In 2004 my mother was healed of fibromyalgia at a healing service one Friday night in the summertime at a local fellowship outside of Peterborough, Ont. I remember being worried what my mom might think of some of the “crazier” stuff going on since we weren’t accustomed to it in our Brethren home church.
She received prayer, but didn’t fall, shake, or laugh uncontrollably. If you’ve read the introduction to my book on healing, you may remember I mentioned she later told everybody she was healed and knew the pain was gone when she walked in the building and not when someone laid hands on her.
I remember she told me how disappointed she was that she didn’t fall down when someone prayed for her because, in her words, “they looked like they were having so much fun and like they had a lot of peace.”
After that she went to every service (about once every month or two) that the Selwyn Outreach Centre held with this traveling minister, and would bring anybody she could convince to come to receive their healing.
You Can’t Make Yourself Fall Backward?
One night I remember getting either an email or a blog comment from her where she asked me if I knew that you can’t just make yourself fall backwards. I thought that was odd but interesting. She went on to tell me she had recently learned somewhere that we are only comfortable falling backward when we have absolute peace that someone will catch us or that there’s something to break our fall, but we instinctively struggle to allow ourselves to fall backward.
I don’t know if this is true or not, but I’ve noticed that you have to be pushed by someone in order to fall backward and if the minister is laying hands on you isn’t pushing you or forcefully causing you to fall down (backward), then it probably is another force outside of yourself.

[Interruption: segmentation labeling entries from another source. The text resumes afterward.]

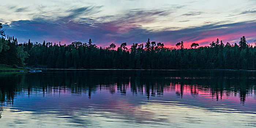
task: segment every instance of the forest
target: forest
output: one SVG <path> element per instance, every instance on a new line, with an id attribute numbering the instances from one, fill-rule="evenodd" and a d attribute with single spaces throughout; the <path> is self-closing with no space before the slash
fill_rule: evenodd
<path id="1" fill-rule="evenodd" d="M 255 69 L 256 47 L 248 44 L 245 36 L 238 44 L 224 44 L 217 38 L 209 46 L 193 43 L 185 48 L 183 41 L 176 48 L 163 43 L 112 43 L 99 47 L 90 39 L 76 41 L 18 43 L 17 39 L 5 34 L 0 24 L 0 64 L 14 67 L 59 69 Z"/>

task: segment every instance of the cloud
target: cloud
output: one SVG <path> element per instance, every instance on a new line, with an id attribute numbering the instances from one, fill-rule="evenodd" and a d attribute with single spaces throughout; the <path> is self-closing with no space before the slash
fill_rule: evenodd
<path id="1" fill-rule="evenodd" d="M 77 18 L 82 15 L 89 15 L 94 14 L 100 12 L 99 9 L 102 7 L 102 6 L 91 6 L 70 9 L 66 11 L 67 12 L 70 13 L 67 18 Z"/>
<path id="2" fill-rule="evenodd" d="M 184 16 L 196 16 L 197 15 L 200 15 L 203 13 L 202 12 L 191 12 L 189 13 L 185 14 L 182 15 Z"/>
<path id="3" fill-rule="evenodd" d="M 14 11 L 15 12 L 20 12 L 27 11 L 27 8 L 25 7 L 19 8 L 15 10 Z"/>
<path id="4" fill-rule="evenodd" d="M 143 25 L 169 18 L 172 11 L 136 9 L 113 15 L 95 18 L 91 16 L 100 12 L 102 7 L 90 6 L 70 8 L 65 11 L 65 16 L 57 15 L 54 18 L 42 14 L 31 20 L 12 21 L 4 27 L 7 34 L 16 37 L 20 42 L 30 38 L 33 42 L 45 40 L 69 44 L 74 41 L 87 42 L 91 38 L 96 44 L 102 46 L 113 42 L 116 44 L 126 42 L 129 45 L 144 42 L 148 38 L 167 46 L 174 46 L 181 41 L 188 44 L 195 42 L 202 45 L 219 37 L 225 41 L 239 39 L 242 35 L 249 38 L 256 38 L 254 30 L 256 22 L 254 20 L 232 23 L 207 21 L 200 26 L 177 27 L 175 30 L 166 27 L 154 29 L 143 27 Z M 202 13 L 191 12 L 183 15 L 196 15 Z"/>
<path id="5" fill-rule="evenodd" d="M 241 12 L 240 14 L 240 15 L 244 14 L 248 14 L 248 13 L 256 13 L 256 10 L 253 10 L 253 11 L 248 10 L 248 11 L 244 11 Z"/>

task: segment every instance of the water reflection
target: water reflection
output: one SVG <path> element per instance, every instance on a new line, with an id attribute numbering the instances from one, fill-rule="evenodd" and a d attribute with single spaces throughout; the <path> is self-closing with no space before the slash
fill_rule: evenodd
<path id="1" fill-rule="evenodd" d="M 53 122 L 54 120 L 61 122 L 59 126 L 71 127 L 113 127 L 113 122 L 116 127 L 137 127 L 138 124 L 141 127 L 256 126 L 255 74 L 116 71 L 1 73 L 0 122 L 12 119 L 11 125 L 5 126 L 14 127 L 17 124 L 27 127 L 30 120 L 35 121 L 32 124 L 37 127 L 55 127 L 58 124 Z M 233 116 L 240 117 L 222 120 Z M 211 124 L 212 120 L 219 123 Z"/>

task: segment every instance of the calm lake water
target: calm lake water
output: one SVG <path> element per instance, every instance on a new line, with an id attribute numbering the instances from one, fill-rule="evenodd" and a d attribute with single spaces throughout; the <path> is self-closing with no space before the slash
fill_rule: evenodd
<path id="1" fill-rule="evenodd" d="M 0 73 L 0 127 L 256 127 L 256 72 Z"/>

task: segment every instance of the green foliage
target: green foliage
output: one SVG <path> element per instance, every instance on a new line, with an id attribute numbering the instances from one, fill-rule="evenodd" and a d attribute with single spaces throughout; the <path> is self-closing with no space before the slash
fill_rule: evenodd
<path id="1" fill-rule="evenodd" d="M 193 43 L 184 48 L 184 42 L 177 48 L 150 42 L 126 43 L 116 49 L 114 43 L 107 48 L 98 48 L 89 39 L 87 43 L 74 42 L 68 45 L 52 42 L 18 44 L 14 37 L 0 40 L 0 62 L 10 65 L 50 68 L 127 69 L 256 69 L 256 47 L 247 44 L 244 36 L 239 46 L 224 45 L 217 38 L 210 46 Z"/>

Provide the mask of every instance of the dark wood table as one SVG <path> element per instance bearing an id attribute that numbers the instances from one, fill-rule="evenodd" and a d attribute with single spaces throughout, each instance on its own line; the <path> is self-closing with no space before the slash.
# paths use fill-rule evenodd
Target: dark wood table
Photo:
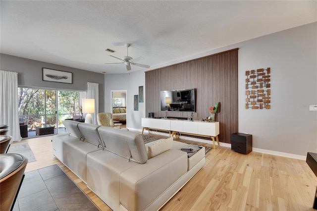
<path id="1" fill-rule="evenodd" d="M 314 173 L 317 176 L 317 153 L 307 153 L 306 162 L 311 167 Z M 316 188 L 316 192 L 314 196 L 313 208 L 317 210 L 317 187 Z"/>
<path id="2" fill-rule="evenodd" d="M 35 128 L 35 134 L 39 136 L 54 133 L 54 127 L 51 125 L 37 126 Z"/>

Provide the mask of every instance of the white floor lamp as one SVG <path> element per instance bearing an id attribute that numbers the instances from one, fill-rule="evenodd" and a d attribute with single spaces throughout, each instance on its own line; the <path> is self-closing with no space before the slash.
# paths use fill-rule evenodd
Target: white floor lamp
<path id="1" fill-rule="evenodd" d="M 83 113 L 87 113 L 85 118 L 85 123 L 92 124 L 93 118 L 90 113 L 95 113 L 95 99 L 83 99 Z"/>

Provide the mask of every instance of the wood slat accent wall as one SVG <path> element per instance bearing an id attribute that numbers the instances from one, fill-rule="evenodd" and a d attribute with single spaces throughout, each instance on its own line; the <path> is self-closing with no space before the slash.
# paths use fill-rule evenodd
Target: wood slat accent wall
<path id="1" fill-rule="evenodd" d="M 215 115 L 219 141 L 230 143 L 230 135 L 238 132 L 238 49 L 146 72 L 146 113 L 165 116 L 166 111 L 160 111 L 160 91 L 188 88 L 195 89 L 195 120 L 206 118 L 209 107 L 220 102 Z M 191 113 L 167 114 L 189 117 Z"/>

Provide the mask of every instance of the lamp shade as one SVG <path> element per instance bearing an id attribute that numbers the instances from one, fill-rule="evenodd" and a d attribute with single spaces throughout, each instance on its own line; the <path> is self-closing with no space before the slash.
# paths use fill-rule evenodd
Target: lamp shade
<path id="1" fill-rule="evenodd" d="M 171 104 L 172 101 L 171 101 L 170 97 L 166 97 L 166 98 L 165 98 L 165 102 L 166 103 L 166 105 Z"/>
<path id="2" fill-rule="evenodd" d="M 83 113 L 95 113 L 95 99 L 83 99 Z"/>

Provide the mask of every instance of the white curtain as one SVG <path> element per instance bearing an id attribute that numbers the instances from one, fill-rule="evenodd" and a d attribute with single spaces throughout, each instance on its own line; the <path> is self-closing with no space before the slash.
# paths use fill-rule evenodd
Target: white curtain
<path id="1" fill-rule="evenodd" d="M 9 126 L 11 141 L 20 141 L 18 108 L 18 73 L 0 70 L 0 124 Z"/>
<path id="2" fill-rule="evenodd" d="M 95 113 L 92 113 L 93 124 L 97 124 L 97 113 L 99 112 L 99 84 L 87 82 L 87 98 L 95 99 Z"/>

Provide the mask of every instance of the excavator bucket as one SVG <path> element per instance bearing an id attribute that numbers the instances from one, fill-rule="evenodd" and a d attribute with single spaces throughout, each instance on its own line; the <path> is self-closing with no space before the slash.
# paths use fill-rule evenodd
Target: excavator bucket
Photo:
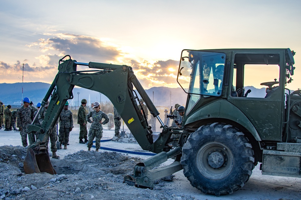
<path id="1" fill-rule="evenodd" d="M 56 172 L 52 167 L 47 149 L 43 151 L 29 149 L 24 163 L 25 173 L 33 174 L 46 172 L 50 174 L 56 174 Z"/>

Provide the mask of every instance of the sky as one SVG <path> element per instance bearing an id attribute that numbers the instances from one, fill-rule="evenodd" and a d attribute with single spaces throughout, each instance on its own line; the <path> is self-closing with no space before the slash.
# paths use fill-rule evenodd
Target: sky
<path id="1" fill-rule="evenodd" d="M 69 55 L 131 66 L 145 89 L 176 88 L 183 49 L 290 48 L 296 90 L 300 10 L 290 0 L 1 0 L 0 83 L 22 82 L 24 64 L 24 82 L 51 83 Z"/>

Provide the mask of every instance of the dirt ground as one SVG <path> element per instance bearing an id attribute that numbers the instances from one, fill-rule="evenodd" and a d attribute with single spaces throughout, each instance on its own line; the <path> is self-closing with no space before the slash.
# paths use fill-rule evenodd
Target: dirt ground
<path id="1" fill-rule="evenodd" d="M 123 183 L 124 175 L 133 173 L 134 166 L 150 156 L 101 150 L 87 151 L 78 143 L 78 129 L 70 135 L 67 150 L 60 150 L 60 159 L 50 158 L 57 174 L 26 174 L 23 162 L 26 148 L 20 146 L 18 132 L 0 130 L 0 199 L 300 199 L 301 183 L 298 178 L 261 175 L 259 166 L 244 187 L 233 194 L 220 197 L 205 195 L 193 187 L 183 175 L 175 173 L 171 181 L 156 182 L 153 190 Z M 113 131 L 104 130 L 103 139 Z M 135 142 L 112 141 L 102 147 L 137 152 Z M 49 144 L 50 148 L 50 143 Z M 93 148 L 95 149 L 95 148 Z M 172 160 L 169 159 L 168 162 Z"/>

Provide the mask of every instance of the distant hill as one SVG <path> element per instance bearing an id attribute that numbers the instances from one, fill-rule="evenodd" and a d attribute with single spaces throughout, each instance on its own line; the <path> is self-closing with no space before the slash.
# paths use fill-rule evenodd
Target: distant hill
<path id="1" fill-rule="evenodd" d="M 36 106 L 38 102 L 41 102 L 50 86 L 50 84 L 41 82 L 24 83 L 23 97 L 28 97 L 33 101 L 35 106 Z M 20 106 L 22 99 L 22 83 L 0 83 L 0 100 L 6 105 L 9 104 Z M 154 87 L 145 90 L 145 91 L 152 100 L 153 99 L 153 92 L 154 92 L 154 103 L 156 106 L 168 108 L 170 106 L 171 102 L 173 108 L 175 103 L 185 106 L 187 98 L 187 94 L 180 88 Z M 78 103 L 79 105 L 80 101 L 82 99 L 86 99 L 88 101 L 89 95 L 90 102 L 96 101 L 99 101 L 101 97 L 101 101 L 109 101 L 104 95 L 102 94 L 101 95 L 98 92 L 84 88 L 75 88 L 73 92 L 74 98 L 73 100 L 69 100 L 70 103 L 73 106 L 77 106 L 78 97 L 80 101 Z M 78 96 L 78 92 L 80 93 Z M 141 97 L 140 96 L 138 97 Z"/>
<path id="2" fill-rule="evenodd" d="M 9 104 L 16 106 L 20 106 L 22 99 L 22 83 L 0 83 L 0 100 L 7 105 Z M 50 84 L 41 82 L 24 83 L 23 84 L 23 97 L 28 97 L 33 101 L 35 106 L 38 102 L 41 102 L 50 86 Z M 250 89 L 252 91 L 249 94 L 249 97 L 263 97 L 265 96 L 265 88 L 255 88 L 253 86 L 245 87 L 246 91 Z M 178 103 L 185 106 L 187 98 L 187 94 L 182 88 L 170 88 L 166 87 L 154 87 L 145 90 L 147 94 L 150 99 L 153 99 L 154 104 L 156 106 L 163 106 L 169 108 L 171 105 L 173 108 L 175 104 Z M 77 93 L 80 94 L 78 96 Z M 69 100 L 71 106 L 77 106 L 78 97 L 79 101 L 82 99 L 86 99 L 90 102 L 99 101 L 101 96 L 101 101 L 109 101 L 104 95 L 100 95 L 98 92 L 82 88 L 74 88 L 73 90 L 74 98 Z M 140 98 L 140 97 L 138 97 Z"/>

This has never happened to me personally, but I’ve heard people say they felt like their knees just got week, or that a rushing wave came over them and like they “had no choice” but to fall backward and they didn’t feel a thing.
I’ve also told ‘catchers’ I didn’t need them because nobody falls when I pray for them, only to then have 100% of the people I’m praying for fall to the ground like a sack of potatoes when I barely touch their heads while praying for them.
Christianity Today is running a cover on Bethel Church in Redding, CA this week for their latest issue. Whether or not that is why Kris Vallatton has been posting on his site about the things Bethel Church believes and practices may or may not be the reason, but I’ve been enjoying Kris’s posts as of late.
Like this one on his post Falling Down and Holy Laughter:
One of the manifestations that has been most offensive to people is something we call “holy laughter.” This condition occurs when, for no obvious reason, people just begin to laugh hysterically as if they are drunk. Some laugh so hard that they literally fall on the ground. These people report being overcome by intense joy that can’t be expressed with words. I have watched thousands of people all at once, overcome by this manifestation. It’s fun to witness someone who is really serious encounter this experience. Again, I have never experienced this condition myself, but I have carried my wife out of several meetings when she was so “spiritually drunk” that she couldn’t walk.
Weird you say? Yeah, I agree, it looks that way to me too. I love what Angela Monet said: “Those who danced look quite insane to those who didn’t hear the music.” I think this quote applies here. Again, it’s very hard to attribute this to satan when the fruit of this manifestation is always positive in the people having the experience. I must admit that some who watch people having this type of encounter are offended.
Read the rest here Falling Down and Holy Laughter – Kris Vallotton.
How Sad Do You Have To Be To Think LAUGHTER is Demonic?
But to get to my title. This is the one that confuses me the most. From time to time I get new followers on Facebook and Twitter, and my e-mail list and I have concerned readers and listeners reach out to me of their concerns with movements like Bethel or Catch the Fire and the whole “holy laughing” thing.
Usually they like the podcast or my blog or a book they’ve read, and they are concerned about one guest I’ve interviewed and in telling me their issues, the laughing stuff comes up as a real concern. Like a “kundalini spirit” is basically invading the Church, and not the Holy Spirit or whatever the exact point of view is.
I totally get wanting to be careful what we are allowing to influence us.
But. . . that bathwater and, you know, babies. . .
I personally don’t know what exactly the problem is if the Holy Spirit is giving you peace and joy and you can’t contain it in any way other than to let it out through laughter. You fall (or don’t) and you laugh (or maybe again, you don’t) and you go back to your normal life set free from something. I remember when I lived in the Netherlands and we were putting on what we called Summer School for two weeks, there was one girl who went nuts and was rolling around on the floor laughing hysterically.
After a long time when she was able to compose herself, she told everybody that she hadn’t had a good night’s sleep in 6 years or so, and that the night before someone had prayed for her and she slept peacefully for the first time in 6 years.
How do we know what God is doing or removing from someone in those “weird” moments?
Aren’t Christians supposed to be known for our joy?
If so, why do people prefer to act like they’ve been baptized in pickle juice as opposed to seeing the good God may be up to in ways that simply seem strange to us?
Like Kris said, I don’t understand how come we so easily attribute positive fruit to the devil, but that’s just me.